Description of program
This Decision Tree program implementing the Iterative Dichotomiser 3 (id3) algorithm is written in Java using object oriented concepts.
The reader Class
The reader class reads csv files as input and produces a two dimensional String array as output. It implements classes from the java.io. package to read the csv file line by line and the java.util.StringTokenizer class to break the data elements in the line by the comma delimiter. With a loop, an array is created for each csv line as an array element, each array element is another array with the delimited line items i.e. the rows attributes. The reader also has a method to convert the 2D String array to a 2D ArrayList. An ArrayList inherits the List and Collection interfaces and has additional algorithms for tasks such as searching, sorting, counting the frequency of values and copying elements of the array.
The DataPoint Class
The DataPoint class is used for a creating a datapoint with all its attribute values. i.e. a row in the dataset. The class has one attribute called attributes of ArrayList type that is created by the constructor. The following code returns the value for the first attribute of the datapoint. DataPoint point = new DataPoint(); point.attributes.get(0)
The id3 Class
getSubset method
returns 2D ArrayList of a subset of data based on the value of a domain (column). Achieves this by looping through the dataset, creates a DataPoint object for each row, adds the DataPoint’s ArrayList to the subset ArrayList container if the value of the domain equals the parameter.
getSymbolValue method
goes through the attribute ArrayList of the 2D domain ArrayList for a value of the domain. If the value does not exist it is added otherwise continues such that the domain ArrayList records unique values only.
getAllValues method
goes through the values of a column in a dataset and appends the unique values in an ArrayList.
calculateEntropy method
purely calculates entropy for subset received and return the results. It is called to calculate Entropy(S) and Entropy(S_v).
decomposeNode method
figures the node which gives the best split base upon a measure of the quality of the split. Information gain is calculated in this method. However, data is split into subset by “getSuset” method. After the first split, data is separated into a number of values belonging to parent class. Then, it iterate itself to find the next best attribute. The iteration process continue until entropy is equal to zero or no more data to split.
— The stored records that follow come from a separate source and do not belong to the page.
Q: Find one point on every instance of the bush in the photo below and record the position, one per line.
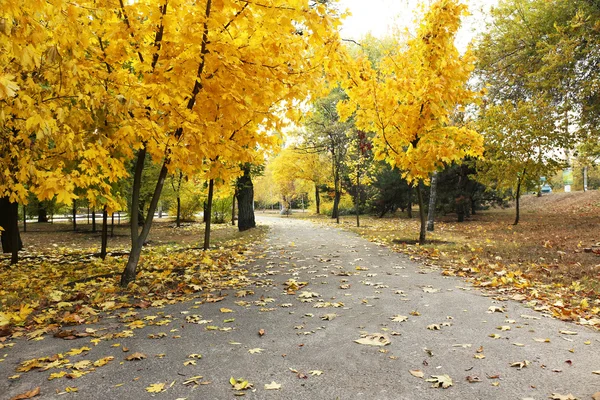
(346, 206)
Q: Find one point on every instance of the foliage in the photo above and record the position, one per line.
(408, 100)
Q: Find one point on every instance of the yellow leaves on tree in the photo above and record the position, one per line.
(408, 98)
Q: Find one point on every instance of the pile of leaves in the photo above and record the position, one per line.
(65, 287)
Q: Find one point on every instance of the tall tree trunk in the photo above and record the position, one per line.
(9, 221)
(74, 215)
(179, 211)
(233, 209)
(137, 240)
(104, 233)
(409, 205)
(245, 193)
(423, 230)
(432, 199)
(208, 216)
(42, 212)
(112, 225)
(357, 200)
(518, 198)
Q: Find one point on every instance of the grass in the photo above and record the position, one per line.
(543, 258)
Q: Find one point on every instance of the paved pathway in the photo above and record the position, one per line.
(354, 288)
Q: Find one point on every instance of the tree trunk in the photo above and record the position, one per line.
(233, 210)
(9, 221)
(357, 200)
(74, 215)
(245, 194)
(137, 240)
(42, 213)
(208, 216)
(317, 199)
(104, 233)
(423, 230)
(518, 198)
(178, 211)
(432, 199)
(112, 225)
(409, 205)
(335, 212)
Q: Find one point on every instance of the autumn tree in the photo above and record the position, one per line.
(521, 146)
(407, 101)
(327, 134)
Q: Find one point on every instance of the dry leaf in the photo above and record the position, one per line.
(566, 332)
(417, 373)
(255, 351)
(272, 386)
(155, 388)
(27, 395)
(556, 396)
(520, 364)
(135, 356)
(443, 381)
(375, 339)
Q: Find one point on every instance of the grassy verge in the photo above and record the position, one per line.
(549, 260)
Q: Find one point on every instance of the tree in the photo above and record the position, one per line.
(522, 145)
(328, 134)
(407, 101)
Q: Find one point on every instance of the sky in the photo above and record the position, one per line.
(379, 17)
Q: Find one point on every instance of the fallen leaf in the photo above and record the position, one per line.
(239, 384)
(399, 318)
(556, 396)
(520, 364)
(417, 373)
(155, 388)
(135, 356)
(375, 339)
(272, 386)
(193, 379)
(565, 332)
(443, 381)
(27, 395)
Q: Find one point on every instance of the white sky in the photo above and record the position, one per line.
(380, 17)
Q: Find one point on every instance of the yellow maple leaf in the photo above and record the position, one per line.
(155, 388)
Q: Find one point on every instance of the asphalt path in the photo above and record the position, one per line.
(303, 339)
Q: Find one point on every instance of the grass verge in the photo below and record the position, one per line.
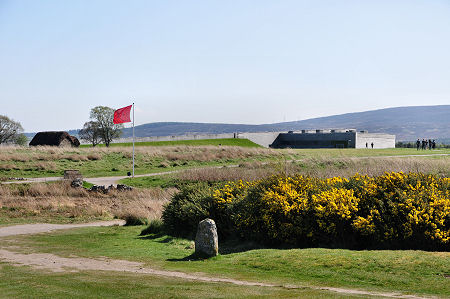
(198, 142)
(413, 272)
(23, 282)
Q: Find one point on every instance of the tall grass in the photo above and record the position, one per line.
(50, 201)
(320, 167)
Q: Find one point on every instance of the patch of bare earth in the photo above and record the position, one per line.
(51, 262)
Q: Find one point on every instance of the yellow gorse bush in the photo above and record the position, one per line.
(411, 210)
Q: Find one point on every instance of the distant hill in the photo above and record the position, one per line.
(407, 123)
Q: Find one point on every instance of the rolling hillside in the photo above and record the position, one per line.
(407, 123)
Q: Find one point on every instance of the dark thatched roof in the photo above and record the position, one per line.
(59, 138)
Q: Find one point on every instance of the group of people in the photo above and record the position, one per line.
(425, 144)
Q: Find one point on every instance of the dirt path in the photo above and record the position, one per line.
(29, 229)
(51, 262)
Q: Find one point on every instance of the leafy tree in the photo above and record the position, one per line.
(104, 116)
(9, 129)
(91, 133)
(21, 139)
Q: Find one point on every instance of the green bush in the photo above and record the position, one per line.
(395, 210)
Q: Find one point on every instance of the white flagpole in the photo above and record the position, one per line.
(133, 140)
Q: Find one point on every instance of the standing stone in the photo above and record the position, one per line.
(206, 240)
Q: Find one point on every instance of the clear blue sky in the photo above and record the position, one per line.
(219, 61)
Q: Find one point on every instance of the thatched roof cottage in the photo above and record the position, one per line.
(55, 138)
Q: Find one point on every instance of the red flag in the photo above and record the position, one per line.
(122, 115)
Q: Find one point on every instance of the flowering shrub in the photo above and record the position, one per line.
(395, 210)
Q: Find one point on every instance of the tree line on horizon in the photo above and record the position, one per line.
(99, 129)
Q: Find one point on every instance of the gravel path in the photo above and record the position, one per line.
(51, 262)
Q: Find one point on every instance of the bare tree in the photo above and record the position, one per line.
(104, 117)
(91, 133)
(9, 129)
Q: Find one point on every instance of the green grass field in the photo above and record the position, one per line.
(412, 272)
(198, 142)
(116, 161)
(23, 282)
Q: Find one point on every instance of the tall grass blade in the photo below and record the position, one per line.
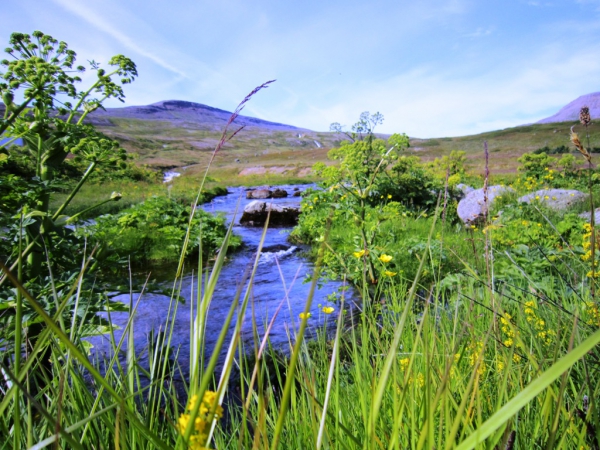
(529, 393)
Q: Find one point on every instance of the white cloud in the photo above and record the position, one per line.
(94, 19)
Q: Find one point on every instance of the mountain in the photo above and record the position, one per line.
(570, 112)
(185, 114)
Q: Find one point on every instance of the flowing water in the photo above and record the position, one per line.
(278, 289)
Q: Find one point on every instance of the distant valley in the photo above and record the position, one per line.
(182, 135)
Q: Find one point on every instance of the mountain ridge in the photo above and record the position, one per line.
(570, 112)
(197, 114)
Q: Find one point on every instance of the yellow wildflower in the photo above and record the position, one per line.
(360, 253)
(203, 419)
(385, 258)
(404, 363)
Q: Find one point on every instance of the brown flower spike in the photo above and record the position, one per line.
(575, 140)
(584, 116)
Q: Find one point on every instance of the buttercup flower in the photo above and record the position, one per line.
(385, 258)
(360, 253)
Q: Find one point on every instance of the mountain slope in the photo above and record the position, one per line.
(570, 112)
(185, 114)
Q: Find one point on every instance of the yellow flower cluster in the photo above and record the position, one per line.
(587, 247)
(586, 241)
(202, 421)
(550, 175)
(476, 348)
(385, 258)
(507, 330)
(360, 253)
(509, 334)
(538, 324)
(592, 313)
(420, 380)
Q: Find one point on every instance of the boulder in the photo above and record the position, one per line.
(463, 189)
(255, 214)
(279, 193)
(472, 208)
(557, 199)
(259, 193)
(586, 216)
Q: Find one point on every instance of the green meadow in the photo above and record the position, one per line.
(481, 335)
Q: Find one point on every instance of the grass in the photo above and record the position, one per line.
(425, 366)
(464, 338)
(163, 144)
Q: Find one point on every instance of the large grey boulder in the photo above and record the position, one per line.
(586, 216)
(280, 193)
(256, 212)
(259, 193)
(472, 208)
(557, 199)
(463, 189)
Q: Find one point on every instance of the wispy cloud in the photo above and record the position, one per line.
(480, 32)
(94, 19)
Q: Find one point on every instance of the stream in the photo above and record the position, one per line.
(282, 268)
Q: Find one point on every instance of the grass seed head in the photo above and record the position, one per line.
(584, 116)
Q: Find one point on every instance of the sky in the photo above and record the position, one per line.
(433, 68)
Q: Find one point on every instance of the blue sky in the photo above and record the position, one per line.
(431, 67)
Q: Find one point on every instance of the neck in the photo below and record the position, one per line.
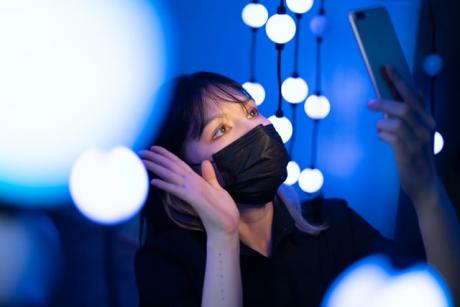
(255, 227)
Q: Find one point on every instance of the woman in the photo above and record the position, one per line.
(237, 237)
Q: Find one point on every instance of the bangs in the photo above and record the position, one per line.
(214, 93)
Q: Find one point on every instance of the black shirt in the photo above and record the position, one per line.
(170, 268)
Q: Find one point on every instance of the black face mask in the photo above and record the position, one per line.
(252, 167)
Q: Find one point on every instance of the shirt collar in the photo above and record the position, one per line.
(283, 224)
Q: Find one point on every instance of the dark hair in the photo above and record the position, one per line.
(185, 119)
(186, 116)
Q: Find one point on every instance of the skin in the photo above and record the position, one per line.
(408, 129)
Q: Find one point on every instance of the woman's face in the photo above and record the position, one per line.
(224, 123)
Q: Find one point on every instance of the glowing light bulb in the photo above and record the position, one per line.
(256, 90)
(311, 180)
(293, 170)
(280, 28)
(432, 64)
(254, 15)
(438, 143)
(318, 25)
(294, 89)
(283, 126)
(373, 282)
(299, 6)
(109, 187)
(317, 107)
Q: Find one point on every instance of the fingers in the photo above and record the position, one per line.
(421, 123)
(170, 155)
(396, 132)
(164, 173)
(168, 187)
(160, 160)
(209, 174)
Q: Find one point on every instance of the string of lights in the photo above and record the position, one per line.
(432, 66)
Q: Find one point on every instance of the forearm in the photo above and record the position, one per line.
(440, 230)
(222, 281)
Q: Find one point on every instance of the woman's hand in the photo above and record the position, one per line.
(409, 130)
(216, 208)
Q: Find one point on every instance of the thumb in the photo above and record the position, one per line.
(209, 174)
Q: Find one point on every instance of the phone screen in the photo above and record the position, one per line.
(379, 46)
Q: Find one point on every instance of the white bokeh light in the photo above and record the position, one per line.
(283, 126)
(294, 89)
(299, 6)
(109, 187)
(373, 282)
(256, 90)
(74, 74)
(317, 107)
(293, 170)
(311, 180)
(280, 28)
(438, 143)
(254, 15)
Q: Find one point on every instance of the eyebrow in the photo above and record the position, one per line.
(209, 120)
(219, 115)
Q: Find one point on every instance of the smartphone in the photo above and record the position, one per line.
(379, 46)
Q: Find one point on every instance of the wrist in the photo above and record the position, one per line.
(428, 197)
(223, 241)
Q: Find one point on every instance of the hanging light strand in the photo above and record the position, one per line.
(252, 56)
(432, 65)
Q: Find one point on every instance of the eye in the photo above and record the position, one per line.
(253, 112)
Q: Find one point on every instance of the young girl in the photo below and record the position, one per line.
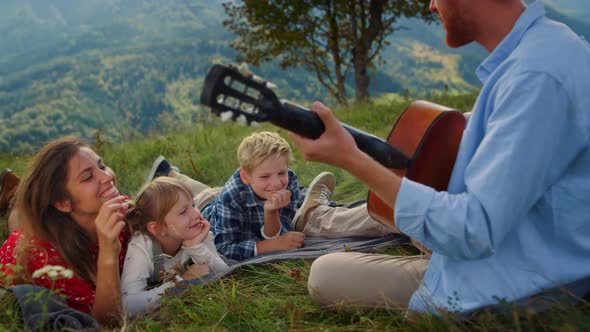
(171, 242)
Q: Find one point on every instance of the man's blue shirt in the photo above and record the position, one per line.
(237, 216)
(516, 217)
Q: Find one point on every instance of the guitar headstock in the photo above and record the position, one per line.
(233, 92)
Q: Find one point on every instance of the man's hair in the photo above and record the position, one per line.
(261, 146)
(153, 203)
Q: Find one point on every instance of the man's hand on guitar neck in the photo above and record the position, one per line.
(337, 147)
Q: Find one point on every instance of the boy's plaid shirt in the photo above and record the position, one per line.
(237, 215)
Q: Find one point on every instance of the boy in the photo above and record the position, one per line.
(262, 209)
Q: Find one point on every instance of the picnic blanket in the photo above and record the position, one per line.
(313, 247)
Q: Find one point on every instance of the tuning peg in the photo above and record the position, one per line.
(243, 69)
(226, 116)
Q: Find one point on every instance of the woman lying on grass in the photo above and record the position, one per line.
(70, 215)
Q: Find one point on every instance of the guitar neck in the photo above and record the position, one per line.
(308, 124)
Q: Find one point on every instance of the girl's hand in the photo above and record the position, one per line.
(196, 271)
(109, 224)
(278, 200)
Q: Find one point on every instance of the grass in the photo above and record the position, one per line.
(274, 297)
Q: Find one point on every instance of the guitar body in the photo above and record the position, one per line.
(429, 134)
(422, 145)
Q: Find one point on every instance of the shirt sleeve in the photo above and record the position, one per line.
(231, 239)
(137, 270)
(206, 252)
(529, 140)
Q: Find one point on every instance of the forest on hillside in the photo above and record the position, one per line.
(123, 68)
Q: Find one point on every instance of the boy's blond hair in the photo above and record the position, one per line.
(261, 146)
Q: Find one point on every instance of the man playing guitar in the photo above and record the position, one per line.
(514, 219)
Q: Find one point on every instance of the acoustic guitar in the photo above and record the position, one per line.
(422, 145)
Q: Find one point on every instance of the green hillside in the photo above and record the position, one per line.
(274, 297)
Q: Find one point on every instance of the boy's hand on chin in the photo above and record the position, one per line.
(289, 241)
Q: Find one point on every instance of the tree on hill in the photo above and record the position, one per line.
(327, 37)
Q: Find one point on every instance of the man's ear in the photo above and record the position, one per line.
(64, 206)
(244, 176)
(154, 228)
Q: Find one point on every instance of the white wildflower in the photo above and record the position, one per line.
(242, 120)
(53, 272)
(68, 274)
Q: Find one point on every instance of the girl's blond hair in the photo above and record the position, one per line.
(261, 146)
(154, 201)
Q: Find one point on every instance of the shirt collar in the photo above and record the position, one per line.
(533, 12)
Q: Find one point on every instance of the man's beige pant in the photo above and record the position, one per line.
(325, 221)
(366, 280)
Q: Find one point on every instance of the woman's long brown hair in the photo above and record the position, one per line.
(43, 185)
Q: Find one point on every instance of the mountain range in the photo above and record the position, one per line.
(119, 68)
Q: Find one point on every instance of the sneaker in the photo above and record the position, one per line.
(319, 192)
(8, 183)
(160, 167)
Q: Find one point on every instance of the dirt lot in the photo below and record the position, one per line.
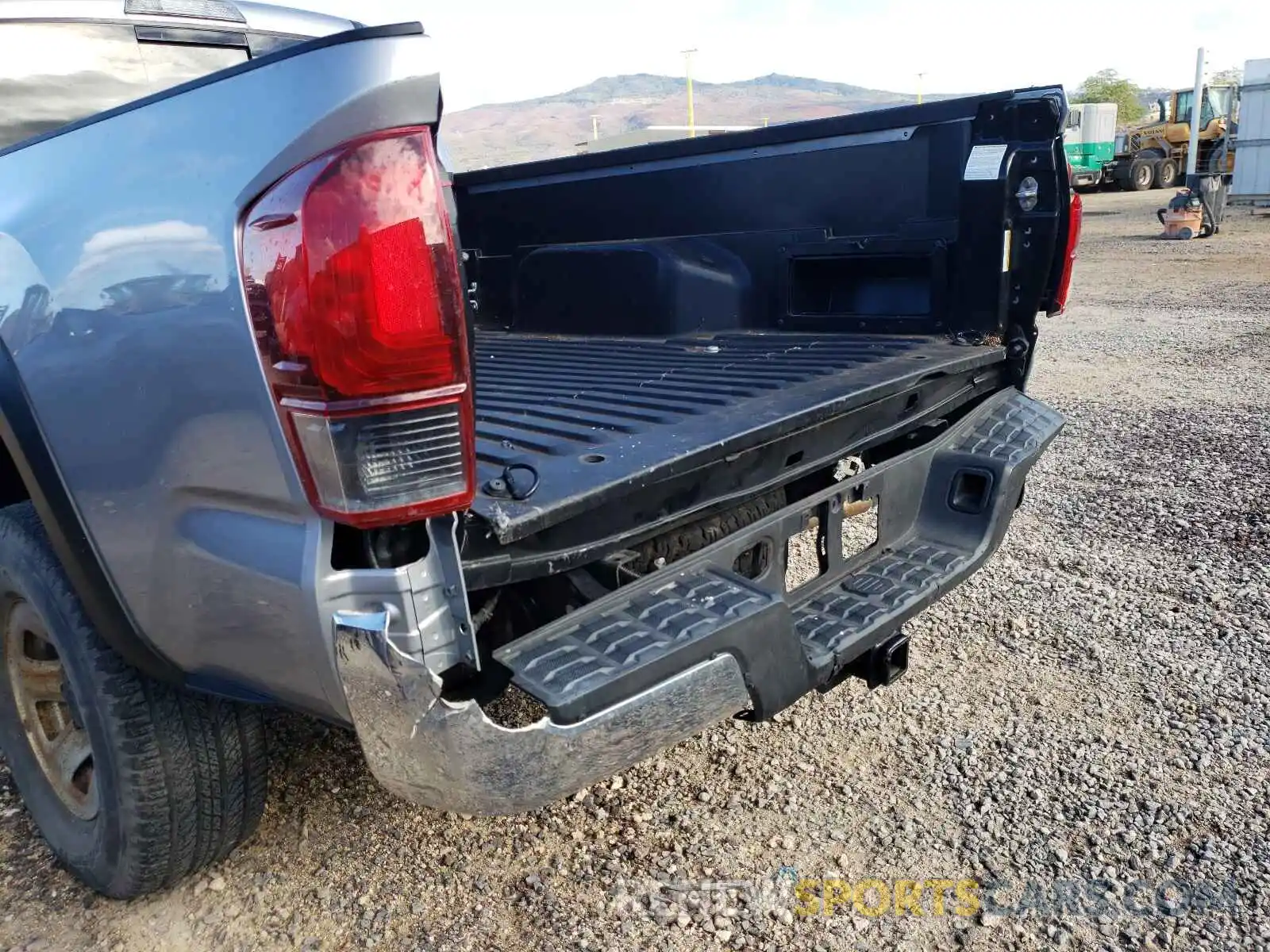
(1094, 708)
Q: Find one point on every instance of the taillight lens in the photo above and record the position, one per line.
(1075, 219)
(352, 281)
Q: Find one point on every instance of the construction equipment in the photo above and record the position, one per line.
(1153, 154)
(1184, 216)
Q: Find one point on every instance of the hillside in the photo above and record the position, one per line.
(537, 129)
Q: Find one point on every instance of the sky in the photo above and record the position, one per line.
(495, 51)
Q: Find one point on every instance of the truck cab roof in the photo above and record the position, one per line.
(221, 14)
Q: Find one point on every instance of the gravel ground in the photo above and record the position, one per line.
(1092, 708)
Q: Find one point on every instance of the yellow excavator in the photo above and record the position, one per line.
(1153, 154)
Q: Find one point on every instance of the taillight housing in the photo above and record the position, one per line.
(1075, 219)
(352, 283)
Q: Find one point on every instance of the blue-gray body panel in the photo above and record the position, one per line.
(125, 315)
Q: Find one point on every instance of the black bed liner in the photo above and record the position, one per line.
(594, 416)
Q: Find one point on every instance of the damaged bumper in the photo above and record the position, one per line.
(452, 757)
(686, 647)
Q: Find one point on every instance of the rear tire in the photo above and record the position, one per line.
(1166, 175)
(169, 781)
(1142, 175)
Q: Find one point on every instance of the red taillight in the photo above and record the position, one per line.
(352, 279)
(1075, 219)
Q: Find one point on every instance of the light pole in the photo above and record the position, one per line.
(687, 70)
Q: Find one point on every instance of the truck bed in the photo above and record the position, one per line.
(595, 416)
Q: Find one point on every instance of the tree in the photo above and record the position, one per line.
(1110, 86)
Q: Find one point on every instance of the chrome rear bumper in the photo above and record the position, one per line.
(683, 647)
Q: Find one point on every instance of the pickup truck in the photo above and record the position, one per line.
(521, 474)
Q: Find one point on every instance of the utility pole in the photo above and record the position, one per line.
(1193, 149)
(687, 70)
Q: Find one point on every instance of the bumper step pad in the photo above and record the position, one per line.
(944, 507)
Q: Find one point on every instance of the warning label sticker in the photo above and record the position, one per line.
(984, 163)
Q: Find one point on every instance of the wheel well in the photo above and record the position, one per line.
(12, 486)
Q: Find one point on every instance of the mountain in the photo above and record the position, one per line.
(539, 129)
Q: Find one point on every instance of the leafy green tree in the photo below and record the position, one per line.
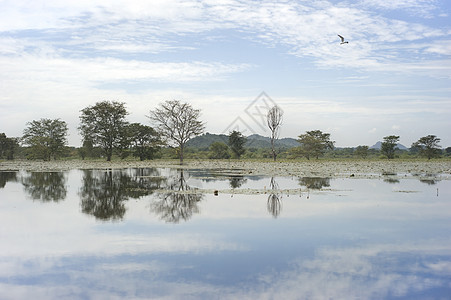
(314, 144)
(8, 146)
(46, 138)
(236, 143)
(177, 122)
(104, 124)
(361, 151)
(428, 146)
(146, 141)
(219, 150)
(388, 146)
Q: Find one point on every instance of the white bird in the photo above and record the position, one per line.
(342, 40)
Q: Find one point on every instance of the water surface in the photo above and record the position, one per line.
(156, 233)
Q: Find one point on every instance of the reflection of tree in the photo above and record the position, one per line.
(236, 181)
(178, 203)
(45, 186)
(103, 193)
(274, 203)
(315, 183)
(429, 181)
(391, 180)
(7, 176)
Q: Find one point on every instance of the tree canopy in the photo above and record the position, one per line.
(104, 124)
(8, 146)
(428, 146)
(388, 146)
(46, 138)
(177, 122)
(314, 144)
(236, 143)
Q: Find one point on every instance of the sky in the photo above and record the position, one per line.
(233, 59)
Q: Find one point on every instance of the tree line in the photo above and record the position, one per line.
(106, 132)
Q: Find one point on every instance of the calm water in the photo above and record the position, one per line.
(99, 234)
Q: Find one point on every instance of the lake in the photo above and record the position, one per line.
(214, 234)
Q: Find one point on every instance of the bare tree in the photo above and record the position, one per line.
(274, 119)
(177, 122)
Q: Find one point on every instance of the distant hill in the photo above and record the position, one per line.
(378, 146)
(204, 141)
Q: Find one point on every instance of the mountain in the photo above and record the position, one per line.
(204, 141)
(378, 146)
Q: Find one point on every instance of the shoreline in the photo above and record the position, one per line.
(322, 168)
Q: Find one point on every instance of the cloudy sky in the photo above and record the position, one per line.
(232, 59)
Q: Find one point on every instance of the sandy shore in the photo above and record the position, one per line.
(321, 168)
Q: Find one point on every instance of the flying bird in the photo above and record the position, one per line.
(342, 40)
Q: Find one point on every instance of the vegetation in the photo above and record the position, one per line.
(388, 146)
(107, 133)
(104, 125)
(236, 143)
(361, 151)
(274, 120)
(219, 150)
(428, 146)
(8, 146)
(46, 138)
(178, 122)
(313, 144)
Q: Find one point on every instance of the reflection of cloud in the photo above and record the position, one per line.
(373, 272)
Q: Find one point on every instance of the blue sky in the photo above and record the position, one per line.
(393, 77)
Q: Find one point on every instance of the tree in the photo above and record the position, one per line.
(146, 141)
(177, 122)
(274, 120)
(361, 151)
(428, 146)
(236, 143)
(46, 138)
(8, 146)
(104, 125)
(388, 146)
(219, 150)
(314, 143)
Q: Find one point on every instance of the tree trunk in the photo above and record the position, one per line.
(181, 154)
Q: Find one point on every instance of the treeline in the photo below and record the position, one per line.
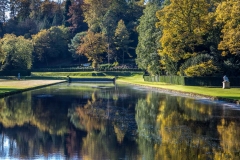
(173, 37)
(40, 33)
(190, 38)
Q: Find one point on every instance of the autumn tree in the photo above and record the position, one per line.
(51, 44)
(17, 51)
(184, 24)
(93, 45)
(228, 16)
(148, 40)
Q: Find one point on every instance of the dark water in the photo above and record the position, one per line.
(107, 122)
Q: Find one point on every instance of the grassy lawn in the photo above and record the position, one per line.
(7, 86)
(129, 77)
(218, 92)
(96, 74)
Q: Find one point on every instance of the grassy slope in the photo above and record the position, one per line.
(135, 78)
(13, 86)
(217, 92)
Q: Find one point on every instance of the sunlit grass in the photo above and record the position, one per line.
(233, 93)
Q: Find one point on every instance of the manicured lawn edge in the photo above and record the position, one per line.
(170, 91)
(26, 89)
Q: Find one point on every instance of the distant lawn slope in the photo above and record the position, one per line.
(232, 94)
(8, 87)
(85, 74)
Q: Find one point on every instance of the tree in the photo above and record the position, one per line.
(184, 23)
(228, 16)
(75, 42)
(4, 6)
(18, 52)
(148, 40)
(122, 38)
(94, 12)
(76, 18)
(66, 13)
(51, 44)
(92, 46)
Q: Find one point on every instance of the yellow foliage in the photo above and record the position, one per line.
(228, 16)
(184, 23)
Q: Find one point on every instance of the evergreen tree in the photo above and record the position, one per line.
(66, 12)
(148, 40)
(122, 39)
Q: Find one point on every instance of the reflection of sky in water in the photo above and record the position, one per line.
(9, 151)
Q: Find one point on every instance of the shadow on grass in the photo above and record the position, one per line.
(4, 90)
(230, 97)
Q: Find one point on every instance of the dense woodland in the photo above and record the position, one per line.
(163, 37)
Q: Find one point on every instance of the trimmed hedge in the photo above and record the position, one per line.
(193, 81)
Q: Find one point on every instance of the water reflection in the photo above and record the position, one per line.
(107, 121)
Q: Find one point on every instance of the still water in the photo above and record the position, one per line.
(81, 121)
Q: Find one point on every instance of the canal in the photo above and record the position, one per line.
(105, 121)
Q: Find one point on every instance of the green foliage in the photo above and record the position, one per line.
(122, 38)
(51, 44)
(92, 46)
(75, 42)
(148, 45)
(227, 15)
(201, 65)
(192, 81)
(17, 52)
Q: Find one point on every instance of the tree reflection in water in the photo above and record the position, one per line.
(85, 121)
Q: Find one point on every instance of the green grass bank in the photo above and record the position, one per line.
(136, 78)
(216, 93)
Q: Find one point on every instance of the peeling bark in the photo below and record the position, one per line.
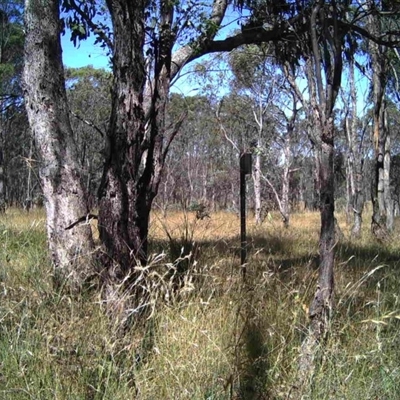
(60, 172)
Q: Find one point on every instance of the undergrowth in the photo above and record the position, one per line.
(209, 335)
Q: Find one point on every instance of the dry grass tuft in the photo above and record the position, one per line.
(209, 335)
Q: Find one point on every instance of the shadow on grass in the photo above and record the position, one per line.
(254, 370)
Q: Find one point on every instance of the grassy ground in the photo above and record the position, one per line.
(210, 335)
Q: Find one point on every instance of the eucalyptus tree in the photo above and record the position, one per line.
(11, 59)
(89, 99)
(150, 42)
(382, 217)
(255, 79)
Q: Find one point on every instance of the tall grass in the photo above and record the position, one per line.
(211, 337)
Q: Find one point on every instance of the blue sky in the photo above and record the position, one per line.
(84, 54)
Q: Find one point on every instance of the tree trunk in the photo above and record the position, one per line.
(136, 155)
(123, 213)
(321, 305)
(380, 222)
(60, 173)
(387, 193)
(354, 161)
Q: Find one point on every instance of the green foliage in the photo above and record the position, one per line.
(219, 339)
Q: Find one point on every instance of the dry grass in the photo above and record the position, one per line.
(212, 336)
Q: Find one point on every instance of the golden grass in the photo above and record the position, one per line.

alreadyUsedToDecompose method
check if node alrady used or not yet by checking whether tree node of that object has children value assigned and whether decompositionAttribute is equal to the current considering attribute. Othewise, repletes the iteration sending parent object and traverse back.
createDecisionTree method
has two proposes. Fist, call decomposeNode method to build the tree. Second, evoke printTree to print tree.
printTree method
is a method to use to print out the output kept in objects of decision tree program.